“Professeur Rogue… Je… Je suis au regret de vous annoncer que Mlle Lovegood est décédée. Ce sont des élèves qui l’ont trouvée ce matin…”
Que nous raconte-il ? Je ne comprends pas.
Moi non plus, je ne comprends pas.
“La… La police est en train d’enquêter sur les circonstances de sa mort mais la thèse du suicide est privilégiée... Elle a été retrouvée pendue au vieux chêne... Celui situé dans l’arrière cour de l’internat...” Les mots, à peine sortis de la bouche du directeur, se mélangent et se fondent les uns dans les autres, jusqu’à ne former qu’un ensemble compact, un seul barbarisme abjecte. L’absurdité de la situation pousse à croire au songe.
Peut-être que c’en est un.
Peut-être. Mais tout me semble trop réel. Je vois la buée qui s’échappe de nos lèvres et ma gorge souffre quand je respire.
C’est à cause du froid.
C’est à cause du froid, oui. Nous ne sommes qu’en Octobre mais l’automne trop humide rend l’air presque irrespirable. Je suis bien trop conscient de tout ce qu’il se passe. Je ne suis pas dans un rêve. D’ailleurs, tu ne parles pas dans mes rêves.
Je ne parle pas dans tes rêves, non.
Alors ce n’en est pas un. Pourtant son discours me semble toujours aussi irrationnel. “Je suis au regret de vous annoncer que Mlle Lovegood est décédée.” Est-ce que ça a du sens pour toi ?
Non. Ça n’en a aucun.
C’est bien ce que je pensais. Je crains que le vieil homme ne soit subitement devenu sénile. Pourtant il se tient droit et il ne bégaie pas. Où est passé le professeur McGonagall ? Sa grande complice de toujours ? D’ordinaire elle toujours là, collée contre son flanc. Quand il parle, c’est elle que je regarde pour savoir si le vieil homme raconte la vérité ou un de ces vieux récits fantasques dont il a le secret.
Moi aussi je suis ta complice.
C’est vrai mais toi il ne t’entend pas. Il ne sait pas que tu es là.

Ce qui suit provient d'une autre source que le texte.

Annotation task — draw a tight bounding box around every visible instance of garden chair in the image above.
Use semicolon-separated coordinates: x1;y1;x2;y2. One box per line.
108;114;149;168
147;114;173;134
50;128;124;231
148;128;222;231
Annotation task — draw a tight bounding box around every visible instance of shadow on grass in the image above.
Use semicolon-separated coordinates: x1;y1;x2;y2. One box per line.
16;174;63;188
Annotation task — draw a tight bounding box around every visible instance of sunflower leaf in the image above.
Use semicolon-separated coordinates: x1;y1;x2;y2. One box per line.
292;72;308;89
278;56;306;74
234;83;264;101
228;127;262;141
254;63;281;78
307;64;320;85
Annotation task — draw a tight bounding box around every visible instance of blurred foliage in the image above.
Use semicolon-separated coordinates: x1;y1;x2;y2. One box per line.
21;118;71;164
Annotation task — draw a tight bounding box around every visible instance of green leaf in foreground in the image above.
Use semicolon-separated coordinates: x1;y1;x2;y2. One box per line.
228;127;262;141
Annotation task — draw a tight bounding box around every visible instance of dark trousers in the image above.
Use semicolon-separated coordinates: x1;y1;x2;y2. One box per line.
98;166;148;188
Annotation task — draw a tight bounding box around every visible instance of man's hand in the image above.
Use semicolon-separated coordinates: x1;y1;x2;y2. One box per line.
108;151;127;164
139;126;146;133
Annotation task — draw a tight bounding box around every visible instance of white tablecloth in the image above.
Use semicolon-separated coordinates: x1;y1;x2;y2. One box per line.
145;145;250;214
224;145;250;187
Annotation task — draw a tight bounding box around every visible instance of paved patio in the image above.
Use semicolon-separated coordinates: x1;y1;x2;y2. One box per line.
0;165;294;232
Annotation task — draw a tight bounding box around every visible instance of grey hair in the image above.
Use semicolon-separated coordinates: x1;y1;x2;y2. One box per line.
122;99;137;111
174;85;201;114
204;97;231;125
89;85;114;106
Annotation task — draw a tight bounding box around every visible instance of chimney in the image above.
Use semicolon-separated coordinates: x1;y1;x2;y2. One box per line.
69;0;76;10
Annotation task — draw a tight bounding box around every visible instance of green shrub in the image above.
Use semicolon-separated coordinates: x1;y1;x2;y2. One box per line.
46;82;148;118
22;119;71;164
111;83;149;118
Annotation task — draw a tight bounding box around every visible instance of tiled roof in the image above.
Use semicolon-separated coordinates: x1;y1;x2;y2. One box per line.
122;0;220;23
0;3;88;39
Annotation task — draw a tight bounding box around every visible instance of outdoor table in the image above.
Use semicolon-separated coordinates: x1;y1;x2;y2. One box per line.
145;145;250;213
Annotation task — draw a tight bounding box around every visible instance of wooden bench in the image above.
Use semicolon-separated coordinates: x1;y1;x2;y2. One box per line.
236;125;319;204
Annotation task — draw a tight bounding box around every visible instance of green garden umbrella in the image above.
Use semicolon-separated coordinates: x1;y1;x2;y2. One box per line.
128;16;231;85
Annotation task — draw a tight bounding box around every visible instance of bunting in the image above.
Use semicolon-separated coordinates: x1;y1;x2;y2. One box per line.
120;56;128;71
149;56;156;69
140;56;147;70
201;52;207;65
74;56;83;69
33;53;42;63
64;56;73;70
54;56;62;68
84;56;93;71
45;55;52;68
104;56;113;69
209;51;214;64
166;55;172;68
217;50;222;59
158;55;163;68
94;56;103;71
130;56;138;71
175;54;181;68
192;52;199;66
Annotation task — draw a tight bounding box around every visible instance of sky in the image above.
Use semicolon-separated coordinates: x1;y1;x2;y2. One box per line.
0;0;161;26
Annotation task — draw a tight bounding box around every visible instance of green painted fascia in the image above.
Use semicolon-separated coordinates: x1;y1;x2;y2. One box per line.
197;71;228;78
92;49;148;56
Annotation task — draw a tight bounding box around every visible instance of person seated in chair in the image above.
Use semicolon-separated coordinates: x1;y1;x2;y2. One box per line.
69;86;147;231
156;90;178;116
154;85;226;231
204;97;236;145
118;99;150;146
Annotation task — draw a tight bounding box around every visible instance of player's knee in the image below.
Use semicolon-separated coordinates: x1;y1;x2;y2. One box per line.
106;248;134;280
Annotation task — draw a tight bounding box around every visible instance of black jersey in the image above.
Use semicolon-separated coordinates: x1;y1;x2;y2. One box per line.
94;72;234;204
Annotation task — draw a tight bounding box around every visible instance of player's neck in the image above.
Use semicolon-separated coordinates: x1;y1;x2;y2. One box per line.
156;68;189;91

Il ne sait pas que je suis là, je ne parle qu’à toi.
Tu ne parles qu’à moi et personne ne doit le savoir.
“Etant donné les circonstances, les cours d’aujourd’hui sont suspendus. Et je pense qu’il serait bon d’annuler aussi ceux de demain afin que les inspecteurs puissent mener correctement leur enquête… Et que nos élèves puissent se retrouver. Ils en ont besoin. Il leur faudra beaucoup de temps pour faire leur deuil…”
Le ciel est couleur lilas et l’absence de nuages renforce son caractère irréel. Loin des oeuvres de Turner, le tableau final ne ressemble qu’à une sous-couche, une toile barbouillée puis délaissée aussitôt par un peintre indolent, un apprenti paresseux. D’habitude le lac qui borde l’internat reflète le soleil et les arbres qui l’encerclent. Aujourd’hui pourtant il est sombre et fade, pareil à un couvercle oxydé. Peut-être que c’est tout ce que nous méritons. Un décor grossier peint à la va-vite. Un décor en carton pâte. Car ce qu’il se passe ne peut-être qu’un conte inventé. Une sombre fable.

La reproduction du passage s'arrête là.